Limits on Matrix matrix multiplication

I was a little curious about if the limits in the matrix size running matrix-matrix multiplication could be due to memory. But, I found that sizes greater than 4800x4800 for matrices A and B ( where C=A * B ) can crash my system. I received a message from Windows telling me that the NVIDA driver was not working well and that the system must be rebooted. Why does it happen? What could be the possible solutions to process matrices with bigger sizes? At least to be close to the memory limits.



Which card are you using and how much memory do you have in your system?

I can run a 7680x7680 on a Quadro FX5600.

How many cards do you have in the system? If you have only one card, the Windows watchdog will not be happy if you are using CUDA for more than 5 seconds.

You can always split a big matrix multiply in multiple smaller ones.


This is the 5 second bug described in the release notes.

Basically, if your computation takes longer than 5 seconds on a GPU connected to a display, there is a system freeze.

To avoid it disconnect the CUDA GPU from the display and get yourself a cheap display card (or another 8800 :^))

On an unconnected card you can go to the size limits.

Thanks a lot, I will connect a second card tomorrow.


I have a question, does the same problem exists in Linux? I’m running Fedora 6, and i’ll be using the 8800GTX. Thanks a lot!

Yes it does exist in Linux also if you run a X11 server on the card.

Same as in Windows, if there is no display attached to the card, there is no limit.

So in Linux you can boot to runlevel 3 (text console) and load the nvidia driver manually or in boot.local.
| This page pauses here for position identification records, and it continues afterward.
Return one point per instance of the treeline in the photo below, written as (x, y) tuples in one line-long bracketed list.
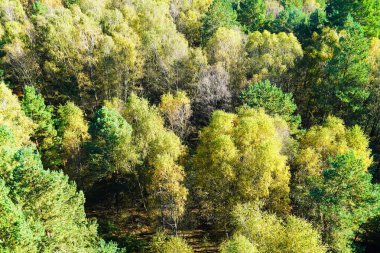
[(258, 118)]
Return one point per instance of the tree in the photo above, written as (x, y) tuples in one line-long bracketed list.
[(226, 47), (16, 234), (238, 160), (43, 211), (68, 39), (72, 129), (177, 112), (169, 244), (14, 118), (212, 94), (17, 37), (238, 244), (346, 198), (253, 14), (111, 149), (164, 47), (318, 144), (347, 76), (271, 233), (273, 100), (219, 14), (364, 12), (188, 16), (270, 55), (45, 134), (160, 175)]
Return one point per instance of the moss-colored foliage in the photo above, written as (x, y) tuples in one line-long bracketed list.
[(41, 211), (45, 134), (238, 244), (13, 117), (270, 55), (219, 14), (111, 149), (160, 150), (273, 234), (273, 100), (347, 75), (239, 159), (72, 128), (326, 153)]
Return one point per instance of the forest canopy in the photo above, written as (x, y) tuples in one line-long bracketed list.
[(163, 126)]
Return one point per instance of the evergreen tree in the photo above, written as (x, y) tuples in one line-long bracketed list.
[(346, 87), (273, 100), (45, 134), (219, 14)]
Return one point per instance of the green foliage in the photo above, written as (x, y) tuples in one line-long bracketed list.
[(111, 149), (160, 172), (226, 47), (346, 199), (365, 12), (270, 55), (16, 233), (169, 244), (72, 129), (41, 211), (316, 146), (253, 14), (45, 134), (177, 112), (347, 75), (239, 159), (238, 244), (273, 100), (219, 14), (272, 234)]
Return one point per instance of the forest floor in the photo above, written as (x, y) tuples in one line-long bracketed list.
[(131, 228)]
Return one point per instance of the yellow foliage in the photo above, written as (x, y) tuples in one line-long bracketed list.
[(13, 117)]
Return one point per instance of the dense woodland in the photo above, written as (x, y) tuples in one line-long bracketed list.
[(179, 126)]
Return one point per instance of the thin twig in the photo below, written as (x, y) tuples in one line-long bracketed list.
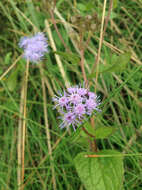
[(61, 68), (19, 141), (24, 115), (56, 28), (100, 44), (102, 36), (47, 127)]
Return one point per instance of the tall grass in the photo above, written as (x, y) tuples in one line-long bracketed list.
[(120, 91)]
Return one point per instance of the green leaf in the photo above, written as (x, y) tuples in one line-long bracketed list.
[(100, 173), (104, 132), (7, 58), (81, 7), (120, 63), (100, 132)]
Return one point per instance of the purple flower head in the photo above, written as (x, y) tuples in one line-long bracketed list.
[(75, 104), (34, 47), (80, 110)]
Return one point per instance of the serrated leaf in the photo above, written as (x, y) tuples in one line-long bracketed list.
[(100, 173), (100, 132)]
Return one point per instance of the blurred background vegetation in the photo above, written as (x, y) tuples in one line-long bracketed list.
[(119, 88)]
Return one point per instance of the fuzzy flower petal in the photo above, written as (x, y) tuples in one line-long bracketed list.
[(75, 104)]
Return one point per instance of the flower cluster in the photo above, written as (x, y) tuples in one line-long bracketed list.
[(75, 104), (34, 47)]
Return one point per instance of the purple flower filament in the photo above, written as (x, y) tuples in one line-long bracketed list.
[(75, 105)]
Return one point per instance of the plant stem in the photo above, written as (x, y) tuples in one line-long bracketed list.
[(47, 127), (24, 116)]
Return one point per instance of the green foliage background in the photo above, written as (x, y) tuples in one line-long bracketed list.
[(120, 90)]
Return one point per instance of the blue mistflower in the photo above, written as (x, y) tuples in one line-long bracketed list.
[(75, 104), (34, 47)]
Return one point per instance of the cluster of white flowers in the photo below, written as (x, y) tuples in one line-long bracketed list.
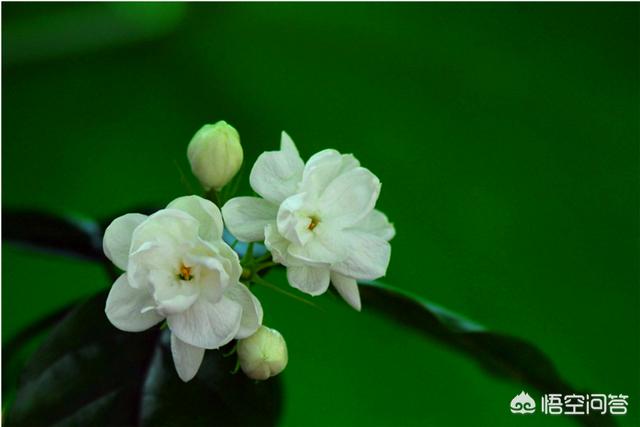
[(316, 219)]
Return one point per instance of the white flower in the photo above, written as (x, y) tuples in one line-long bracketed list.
[(179, 269), (263, 354), (215, 155), (316, 219)]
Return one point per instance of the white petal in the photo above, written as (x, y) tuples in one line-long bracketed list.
[(205, 211), (246, 217), (349, 198), (207, 325), (168, 228), (323, 167), (276, 174), (277, 245), (117, 238), (377, 223), (251, 309), (367, 256), (128, 308), (186, 358), (347, 288), (310, 280), (293, 221), (326, 247)]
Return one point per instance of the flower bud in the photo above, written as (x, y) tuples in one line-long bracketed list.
[(263, 354), (215, 155)]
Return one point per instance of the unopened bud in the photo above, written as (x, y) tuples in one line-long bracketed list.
[(263, 354), (215, 155)]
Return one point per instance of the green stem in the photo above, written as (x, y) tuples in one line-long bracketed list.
[(214, 196), (262, 266), (248, 256), (259, 280)]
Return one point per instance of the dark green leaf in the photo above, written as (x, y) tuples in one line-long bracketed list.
[(89, 373), (82, 238), (505, 356)]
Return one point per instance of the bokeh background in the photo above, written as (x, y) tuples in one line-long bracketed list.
[(506, 137)]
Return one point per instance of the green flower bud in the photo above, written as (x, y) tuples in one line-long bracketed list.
[(263, 354), (215, 155)]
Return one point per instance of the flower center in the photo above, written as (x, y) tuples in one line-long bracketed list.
[(314, 222), (185, 273)]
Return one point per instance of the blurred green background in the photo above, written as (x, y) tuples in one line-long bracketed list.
[(506, 137)]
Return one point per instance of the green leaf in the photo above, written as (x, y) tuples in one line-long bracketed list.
[(43, 231), (89, 373), (501, 355)]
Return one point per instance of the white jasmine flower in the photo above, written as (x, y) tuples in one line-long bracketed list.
[(316, 219), (263, 354), (179, 269), (215, 155)]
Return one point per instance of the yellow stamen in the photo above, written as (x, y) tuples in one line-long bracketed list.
[(313, 224), (185, 272)]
You need the driver for communicating with the card. Then you can run without limit and this works nicely for remote server machines.

Or you use a second card. Hint: Many chipsets have a built-in graphics chip that you can run the X11 server on. So the 8800 is free for CUDA.


I confirme this on a linux Red Hat 4.2, even if the limits can be larger ( ~ 5600 ).

Peter, are you sure this is correct? There are several postings in the CUDA on Windows and Linux sections that demonstrate problems running kernels longer than 5 or 6 seconds – even when the GPU is not a display.

I can’t speak to Linux, but under Windows XP, this occurs even if the desktop is not extended to the GPU. Although it doesn’t crash the system, the kernel runs for its full length of time, then returns an error of the form: “Cuda error: Kernel execution failed in file ‘’ in line xxx: unspecified launch failure.”

If you’ve been able to achieve reliable kernel runtimes > 6 seconds under Windows, please tell us how you did it!

  • Under Windows XP, I have an FX 5200 as the primary display, and 8800 GTS as the GPU.

  • The GPU appears as Monitor 3 under Display Properties->Settings.

  • “Use this device as primary monitor” and “Extend my Windows desktop onto this monitor” are both UNCHECKED.

  • I’m using version 97.73 driver.

Maybe I do not understand the question, but we have run calculations of several 100 seconds without doing anything special on our 2nd 8800 GTX without any problems. I am not next to the machine now to give you the settings.

Here’s a reference thread – there are others under the Linux forum:

If you’re able to run 100+ second kernels under Windows XP, could you post your settings? What’re your primary and secondary cards?